Half the assets are intangible.
Smoke and mirrors and they have pimps behind them who crow superlatives with every horrid result.
Sentiment: Strong Sell
Is it halted?
They can't halt a stock after the market is closed.
Now the naysayers are as idiotic as the longs.
Make sure the market is open the next time you say that.
Sentiment: Strong Sell
Load up the trucks, boyos!
Who cares about new business if you can host Hackathons.
Maybe Jerry Lewis will be there.
Greenway just joined Allscripts and NextGen today.
Athena is a better company.
But a much worse stock.
The worst stock in the entire sector.
Ironic.
Sentiment: Strong Sell
I was in UNG which follows the price of gas. Once gas went up from 1.50 to 4.40 I got out, waited a couple of days and got into UPL. Rationale is that UNG will not move if prices stay around here but UPL will because UPL makes profits on the price level while UNG merely reflects that level. UPL profits come later. So I am not in UPL and will ride out this summer and into next year. Cannot bring myself to by LNG. No profits, reverse cash, etc. Insane buying. You will see in six months after UPL ;moves up that the analysts will put out a buy. Morons. They advise you what to do with your money until you dont have anymore.
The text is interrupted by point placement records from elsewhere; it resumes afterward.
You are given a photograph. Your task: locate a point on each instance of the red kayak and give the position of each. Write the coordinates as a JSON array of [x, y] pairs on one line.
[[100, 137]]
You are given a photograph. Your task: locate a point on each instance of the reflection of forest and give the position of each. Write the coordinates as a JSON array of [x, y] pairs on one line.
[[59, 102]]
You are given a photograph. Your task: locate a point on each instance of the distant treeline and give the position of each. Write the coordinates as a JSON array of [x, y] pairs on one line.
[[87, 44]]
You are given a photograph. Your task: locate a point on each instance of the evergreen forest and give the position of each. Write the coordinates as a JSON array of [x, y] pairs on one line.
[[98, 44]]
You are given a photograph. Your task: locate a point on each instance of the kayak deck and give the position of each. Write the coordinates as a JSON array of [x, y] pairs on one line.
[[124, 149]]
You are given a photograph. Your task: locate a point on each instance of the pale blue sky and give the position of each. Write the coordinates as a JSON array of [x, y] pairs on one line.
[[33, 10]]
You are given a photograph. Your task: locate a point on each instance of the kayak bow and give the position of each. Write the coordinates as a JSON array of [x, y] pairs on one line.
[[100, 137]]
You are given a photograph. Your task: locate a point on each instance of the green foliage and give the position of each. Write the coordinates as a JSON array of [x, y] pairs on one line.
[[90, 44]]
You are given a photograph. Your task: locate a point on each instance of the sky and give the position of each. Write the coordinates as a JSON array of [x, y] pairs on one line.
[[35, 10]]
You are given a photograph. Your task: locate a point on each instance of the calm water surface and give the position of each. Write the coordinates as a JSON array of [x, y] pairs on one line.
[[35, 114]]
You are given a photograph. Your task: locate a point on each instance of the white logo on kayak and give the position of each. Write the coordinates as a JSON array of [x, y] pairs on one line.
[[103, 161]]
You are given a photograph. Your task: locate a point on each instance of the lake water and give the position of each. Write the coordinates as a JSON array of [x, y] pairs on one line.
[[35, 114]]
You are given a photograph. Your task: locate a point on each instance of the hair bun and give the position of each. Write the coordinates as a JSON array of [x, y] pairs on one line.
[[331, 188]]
where are the yapping longs?
Sentiment: Strong Sell
ran out of steam. small wonder. Where the heck could it go from here? there are only two things that can happen to this share price. it will stay around here waiting for the fundamentals to catch up or it will plunge again. i dont think the fundamentals can catch up. it has proven that it can grow revenue but not positively scaling profits. look at amazon. another idiotic stock. Grows revenue but not profits. that is not a trick. the trick is to grow profits, not revenue. the only person who cares about revenue is the person figuring out the velocity of money in Washington DC. But idiots always say where there are revenues, profits cannot be far behind. This is simply not true. They can be far behind. Each client this company adds costs them a tad bit more to handle. the scalability is adverse, not positive. The margin goes down, not up. and now it is crowing about buying a company that has lots of eyeballs. so does juicy fruit gum.
i can see how not everybody would think that shorting this stock is too risky but for the life of me i cannot figure out how anyone could buy it. the market is going up, not down. The market is valued at about one tenth what this thing is valued. you have to be demented to go long this stock. IMHO.